It means approximately:

when the order is processed, look up the current table value by key.

For historical correctness, you may need a temporal model, versioned reference event, or custom Kafka Streams logic.

15. Table-Table Join

Table-table joins maintain a combined latest-state view.

Example:

CREATE TABLE customer_account_summary AS
SELECT
  c.customer_id,
  c.status,
  c.risk_tier,
  a.account_status,
  a.balance_cents
FROM customer_profiles c
LEFT JOIN account_profiles a
  ON c.customer_id = a.customer_id
EMIT CHANGES;

Output changes when either table changes.

Use for current-state views, not event-correlation facts.

16. Partitioning Requirements for Joins

For a distributed join, records with the same join key must be processed by the same task.

If sources are not co-partitioned by the join key, ksqlDB may repartition.

For production review, document:

join key;
current source key;
whether repartition occurs;
partition count compatibility;
expected key cardinality;
hot-key risk;
state store size;
changelog topic retention.

17. Synthetic Keys and Output Keys

When a query groups, partitions, or joins, the output key may change.

Review output key explicitly.

Bad output contract:

This query emits customer totals.

Good output contract:

This query emits a compactable changelog keyed by customer_id; value contains order_count, total_amount_cents, and last_updated_at.

This distinction determines whether downstream consumers can safely:

upsert into a database;
compact the topic;
issue pull queries;
join this table with another object;
replay into a projection.

18. Pull Query Design

Pull queries retrieve current state from a materialized table.

Example:

SELECT customer_id, order_count, total_amount_cents
FROM customer_order_stats
WHERE customer_id = 'C-100';

Use pull queries for:

lookup by primary key;
internal operational dashboard;
low-volume service read path;
queryable derived state.

Do not use pull queries as a general analytical database replacement.

Review:

Concern	Question
key lookup	Is the query bounded by primary key?
freshness	What is acceptable stream lag?
availability	What happens when ksqlDB is down?
authorization	Who can query what state?
load	Is this a high-QPS production API path?
fallback	Can the caller degrade gracefully?

19. Push Query Design

Push queries subscribe to continuous changes.

Example:

SELECT customer_id, total_amount_cents
FROM customer_order_stats
WHERE total_amount_cents > 10000000
EMIT CHANGES;

Use push queries for:

development exploration;
operational monitoring;
streaming dashboards;
low-volume internal tools;
prototypes.

For high-criticality machine-to-machine integration, prefer a durable output topic from a persistent query.

Why?

Because topics provide:

replay;
independent consumer offset;
durable contract;
backpressure isolation;
consumer group scaling;
lifecycle ownership.

20. Persistent Query Lifecycle

A persistent query is deployable infrastructure.

Treat it like application code.

20.1 Lifecycle States

20.2 Deployment Checklist

Before deploying:

query is stored in version control;
input topics exist;
schemas are compatible;
output topic name is reviewed;
partition count is explicit;
key format is explicit;
expected state size is estimated;
alert rules are defined;
rollback path is defined;
downstream consumer contract is documented.

21. Query Versioning Pattern

Do not mutate production semantics in place casually.

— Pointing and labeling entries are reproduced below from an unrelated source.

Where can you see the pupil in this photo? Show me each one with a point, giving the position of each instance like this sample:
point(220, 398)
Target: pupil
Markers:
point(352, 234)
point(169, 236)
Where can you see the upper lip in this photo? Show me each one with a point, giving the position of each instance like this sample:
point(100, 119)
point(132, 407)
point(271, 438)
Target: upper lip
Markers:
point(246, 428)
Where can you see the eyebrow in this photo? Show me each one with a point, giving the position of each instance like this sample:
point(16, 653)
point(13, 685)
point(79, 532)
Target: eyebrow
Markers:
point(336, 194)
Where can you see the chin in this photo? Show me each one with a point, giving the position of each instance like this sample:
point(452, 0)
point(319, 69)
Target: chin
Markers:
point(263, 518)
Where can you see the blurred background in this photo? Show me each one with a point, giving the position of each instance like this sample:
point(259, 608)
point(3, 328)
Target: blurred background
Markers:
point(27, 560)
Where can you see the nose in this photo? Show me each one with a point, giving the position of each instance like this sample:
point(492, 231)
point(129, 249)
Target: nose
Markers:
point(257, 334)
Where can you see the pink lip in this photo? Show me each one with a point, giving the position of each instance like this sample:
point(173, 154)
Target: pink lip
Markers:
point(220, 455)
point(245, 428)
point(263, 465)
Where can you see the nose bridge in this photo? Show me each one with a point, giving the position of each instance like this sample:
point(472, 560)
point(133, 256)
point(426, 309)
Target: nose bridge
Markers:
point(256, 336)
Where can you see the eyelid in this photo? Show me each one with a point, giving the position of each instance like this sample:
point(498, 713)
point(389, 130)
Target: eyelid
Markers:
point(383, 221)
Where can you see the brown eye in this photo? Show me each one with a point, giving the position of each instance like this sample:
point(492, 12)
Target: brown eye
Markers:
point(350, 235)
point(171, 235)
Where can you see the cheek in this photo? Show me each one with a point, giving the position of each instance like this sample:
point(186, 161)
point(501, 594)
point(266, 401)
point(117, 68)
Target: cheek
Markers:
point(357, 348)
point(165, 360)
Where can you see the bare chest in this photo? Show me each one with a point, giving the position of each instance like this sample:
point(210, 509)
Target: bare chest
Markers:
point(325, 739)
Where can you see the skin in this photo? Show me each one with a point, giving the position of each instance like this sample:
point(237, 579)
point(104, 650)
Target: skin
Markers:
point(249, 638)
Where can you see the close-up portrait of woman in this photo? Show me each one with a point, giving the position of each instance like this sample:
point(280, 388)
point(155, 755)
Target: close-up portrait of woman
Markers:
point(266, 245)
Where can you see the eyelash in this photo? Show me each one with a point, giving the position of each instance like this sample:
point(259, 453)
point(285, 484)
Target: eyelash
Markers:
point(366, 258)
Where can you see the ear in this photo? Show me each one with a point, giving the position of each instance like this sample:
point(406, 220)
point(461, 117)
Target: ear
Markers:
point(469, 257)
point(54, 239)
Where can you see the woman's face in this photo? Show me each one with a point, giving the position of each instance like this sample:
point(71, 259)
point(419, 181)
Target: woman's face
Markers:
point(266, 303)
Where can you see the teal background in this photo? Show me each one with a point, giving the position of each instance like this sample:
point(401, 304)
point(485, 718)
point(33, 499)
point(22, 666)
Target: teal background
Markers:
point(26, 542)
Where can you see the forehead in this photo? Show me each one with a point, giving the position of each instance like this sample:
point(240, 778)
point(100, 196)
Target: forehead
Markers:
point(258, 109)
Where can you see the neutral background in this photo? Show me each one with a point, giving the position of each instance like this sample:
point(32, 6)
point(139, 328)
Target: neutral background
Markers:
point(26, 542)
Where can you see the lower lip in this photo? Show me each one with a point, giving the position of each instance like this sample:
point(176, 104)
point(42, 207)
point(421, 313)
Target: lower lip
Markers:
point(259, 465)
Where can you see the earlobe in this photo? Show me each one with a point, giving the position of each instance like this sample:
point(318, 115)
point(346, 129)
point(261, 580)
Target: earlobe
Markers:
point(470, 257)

Prefer versioned output topics:

CREATE TABLE customer_order_stats_v2
WITH (
  KAFKA_TOPIC = 'commerce.customer-order-stats.v2',
  VALUE_FORMAT = 'AVRO',
  PARTITIONS = 24
) AS
SELECT
  customer_id,
  COUNT(*) AS order_count,
  SUM(amount_cents) AS total_amount_cents,
  AVG(amount_cents) AS avg_amount_cents
FROM orders_by_customer
GROUP BY customer_id
EMIT CHANGES;

Migration flow:

This supports shadow validation before cutover.

22. Query Rollback Pattern

Rollback is not always DROP QUERY.

Consider:

Problem	Safer Response
wrong output schema	stop v2 query, keep v1 running
wrong aggregation logic	deploy corrected v3 topic, replay input
downstream broken	pause/cut over consumer, not necessarily query
state corrupted by bad logic	rebuild output from clean input
input schema broke	stop query and fix producer/schema governance

A query that produced wrong output may have already polluted downstream systems.

Rollback may require data repair.

23. Output Topic Naming

Use topic names that reveal contract and ownership.

Poor:

orders_stream
foo_table
customer_results

Better:

commerce.orders.high-value.v1
commerce.customer-order-stats.changelog.v1
risk.orders.enriched.v1
ops.payment-authorization-latency-5m.v1

Naming should encode:

domain;
entity or process;
event/view type;
whether it is product or internal;
version.

24. Internal vs Product Topics

Some topics are implementation details. Others are product contracts.

Topic Type	Who Consumes	Stability
product topic	other teams/services	strong compatibility required
derived view topic	selected consumers	schema/key governed
internal repartition topic	ksqlDB runtime	not consumed directly
changelog topic	runtime recovery/state	not consumed directly unless explicitly designed

Do not let other teams consume internal topics.

If a topic is meant for consumption, name it and govern it as a product topic.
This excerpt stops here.